The trial was closed because the defendants were not broken and did not repent. An open trial might have become propaganda against the government itself.
The accused members of KOR have not been weakened by repeated arrests. They are tough and consistent people who did not accept an offer of enforced exile. It is unlikely that their trial will be open; if it is closed, it is quite possible that once again the public will be informed only afterward.
A quarter of a century ago interested people around the world came to understand the bitter truth that their acceptance at face value of the Hungarian officials’ declarations concerning the eventual fate of Nagy and the others was irresponsibly naïve. A general lack of suspicion created a suitable psychological climate for those death sentences, which were followed by hundreds of others, affecting less prominent people.

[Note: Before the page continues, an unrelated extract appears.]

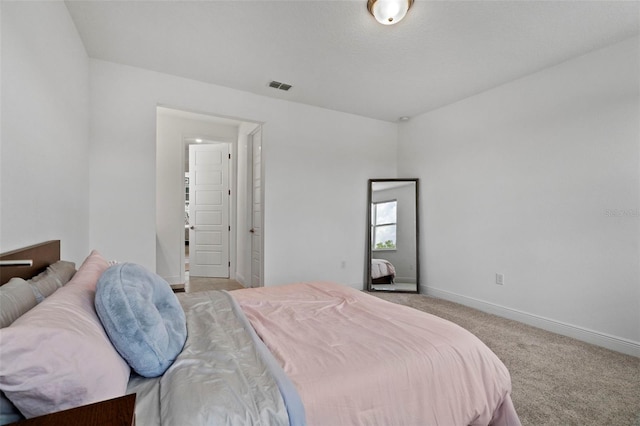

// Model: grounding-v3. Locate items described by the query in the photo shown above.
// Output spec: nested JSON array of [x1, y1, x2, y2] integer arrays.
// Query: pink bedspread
[[371, 258, 396, 279], [232, 282, 520, 426]]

The Hungarian government leaders who were put into power through Soviet intervention had publicly promised that no harm would come to Imre Nagy and members of his government. The Polish military government has also promised that no one will be called to account for his activities before December 13. But Nagy and his friends were executed. And now the KOR spokesmen are accused of capital offenses. The promise that the legal activity of Solidarity would again be permitted once “order is restored” has also been violated.
I recently left Budapest for a year’s study trip to West Berlin and for a short visit to the United States. I am not alone among my responsible and experienced friends in Hungary in fearing that a classic political trial is being prepared. The underlying theme will be the usual one: badly intentioned intellectuals with their heads in the clouds—agents of imperialism—have corrupted the innocent working class. It will come in handy that the tool of corruption, the hitherto suspended Solidarity union, has been finally banned at exactly this time, with the specific justification that it did not serve the goals of the working class, but rather those of KOR.

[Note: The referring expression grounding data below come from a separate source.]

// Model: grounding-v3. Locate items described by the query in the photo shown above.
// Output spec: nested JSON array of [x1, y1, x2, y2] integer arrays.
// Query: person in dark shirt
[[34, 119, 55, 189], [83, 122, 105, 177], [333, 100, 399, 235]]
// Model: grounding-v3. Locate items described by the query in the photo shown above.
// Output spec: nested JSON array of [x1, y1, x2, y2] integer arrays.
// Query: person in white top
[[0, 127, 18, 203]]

Why was it necessary to sentence to death in absentia the Polish ambassador to Washington, who asked for political asylum in the United States after December 13, 1981? Perhaps the government wants the public to become accustomed once more to the phrase “death sentence.” First in the absence of the accused, later in his presence.
There is a war on against the independent structures of society, against the Solidarity underground. The KOR trial will be a Russian-style trial exorcising demons. It will be followed by trials of the corrupted, and, as matters escalate, it may turn out that they too are demons.

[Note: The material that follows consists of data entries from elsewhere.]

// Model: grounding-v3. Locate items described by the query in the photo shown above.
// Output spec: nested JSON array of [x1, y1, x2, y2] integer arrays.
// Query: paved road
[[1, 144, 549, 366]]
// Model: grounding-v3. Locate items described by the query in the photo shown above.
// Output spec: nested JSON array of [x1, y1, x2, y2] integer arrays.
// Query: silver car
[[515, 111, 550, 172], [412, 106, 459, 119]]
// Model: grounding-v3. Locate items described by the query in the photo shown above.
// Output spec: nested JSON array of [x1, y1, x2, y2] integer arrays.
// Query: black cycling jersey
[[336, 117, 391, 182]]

Vigilance on the part of democratic public opinion throughout the world can help those among the Polish and Soviet leaders and in East European government circles who favor more moderate solutions and who seek to avoid a politics of accomplished and irreversible facts.
I ask the readers of these lines to raise their voices against the increasingly severe destruction of the autonomy of the largest nation in Eastern Europe. They should not think that the bad cannot be followed by something worse. The fate of the KOR members should be constantly monitored by committees of concerned citizens. No one should assume that if they kill Kuron and Michnik they will not kill anyone afterward.
I would be happy to be wrong. I will publicly express my apologies to the Polish government if it will prove in a convincing manner the groundlessness of my dark suspicions.